Am Donnerstag, dem 15. Mai, brachte mich John Harris in großer Uniform um sechs Uhr abends zu Christodulos zurück. Der Konditor und seine Frau bereiteten mir einen festlichen Empfang, allerdings nicht ohne etliche Seufzer, die an die Adresse des Königs der Berge gerichtet waren. Ich dagegen umarmte sie vorbehaltlos und voller Herzlichkeit. Ich freute mich des Lebens und sah überall nichts als Freunde. Meine Füße waren geheilt, meine Haare geschnitten, mein Magen zufriedengestellt. Dimitri versicherte mir, Mme. Simons, ihre Tochter und ihr Bruder seien zum Hofball eingeladen, und die Büglerin habe soeben eine Robe ins Hôtel des Étrangers gebracht. Ich freute mich schon im voraus über das freudige Staunen Mary-Anns. Christodulos bot mir ein Glas Santorinwein an. In diesem köstlichen Getränk glaubte ich Freiheit, Reichtum und Glück zu trinken. Ich stieg die Treppe zu meinem Zimmer hinauf, glaubte aber, bevor ich bei mir eintrat, erst an Monsieur Mérinays Türe klopfen zu müssen. Er empfing mich inmitten eines Wustes von Büchern und Papieren. »Mein lieber Herr«, sagte er zu mir, »Sie sehen einen Menschen vor sich, der tief in seine Arbeit vergraben ist.
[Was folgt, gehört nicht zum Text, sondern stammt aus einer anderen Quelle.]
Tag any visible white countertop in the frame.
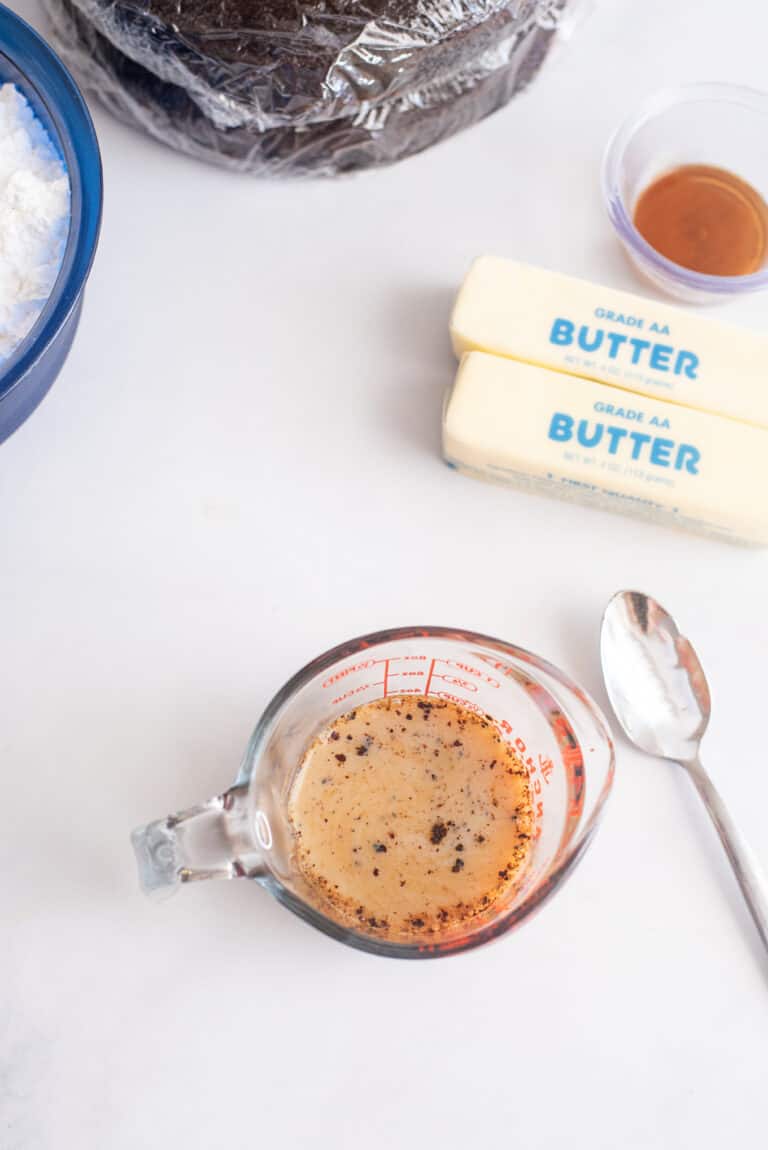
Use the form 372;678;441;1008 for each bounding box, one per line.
0;0;768;1150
Ich habe da oberhalb Castias eine antike Inschrift entdeckt, die mich des Vergnügens beraubte, mich für Sie zu schlagen, und die mich seit zwei Tagen quält. Sie ist bisher, wie ich mich überzeugen konnte, in keiner Weise veröffentlicht. Niemand vor mir hat sie gesehen und die Ehre ihrer Entdeckung fällt mir zu. Der Stein ist ein kleines Monument aus Muschelkalk, 35 Zentimeter hoch und 22 Zentimeter breit, und steht zufällig am Wegrand. Die Buchstaben stammen aus einer guten Zeit und sind untadelig eingehauen. Hier ist die Inschrift, genauso wie ich sie in mein Notizbuch eingetragen habe:

S. T. X. X. I. I.
M. D. C. C. L. I.

Gelingt es mir, ihren Sinn zu erklären, dann bin ich ein gemachter Mann. Ich werde Mitglied der Akademie der schönen Wissenschaften von Pont-Audemer werden! Aber die Aufgabe ist langwierig und schwierig. Die Antike bewahrt ihre Geheimnisse mit eifersüchtiger Sorgfalt. Fast befürchte ich, auf ein Monument gestoßen zu sein, das sich auf die Mysterien von Eleusis bezieht. In diesem Falle könnte man möglicherweise zwei Interpretationen dafür finden, die eine vulgär, die andere aber sakral. Sie müssen mir unbedingt Ihre Meinung dazu sagen.«

»Meine Meinung«, antwortete ich ihm, »ist die eines Ignoranten. Ich denke, Sie haben da einen Meilenstein entdeckt, wie man deren eine Menge längs der Wege sieht, und die Inschrift, die Ihnen so viel Kummer bereitet, kann ohne weitere Umstände folgendermaßen übersetzt werden: ›Stade 22, 1851‹. Eine Stade hat etwa 180 Meter. Guten Abend, Monsieur Mérinay, ich will an meinen Vater schreiben und mein rotes Prachtkostüm anlegen.«

Um drei Viertel neun betrat ich zusammen mit John Harris das Palais. Weder Lobster noch Monsieur Mérinay noch Giacomo waren eingeladen. Mein Dreispitz zeigte einen leisen rötlichen Glanz, aber beim Glanz der Kerzen bemerkte man diesen kleinen Fehler kaum. Mein Degen war sieben oder acht Zentimeter zu kurz. Aber was wollte das bedeuten? Den Mut mißt man nicht nach der Länge des Schwertes, und ich hatte, ohne eitel zu sein, das volle Recht, für einen Helden zu gelten. Der rote Staatsrock saß recht knapp, er zwickte mich unter den Armen, und die Ärmelaufschläge saßen ziemlich weit weg von meinen Handgelenken, doch die Stickerei putzte ungemein, genauso wie Papa es prophezeit hatte.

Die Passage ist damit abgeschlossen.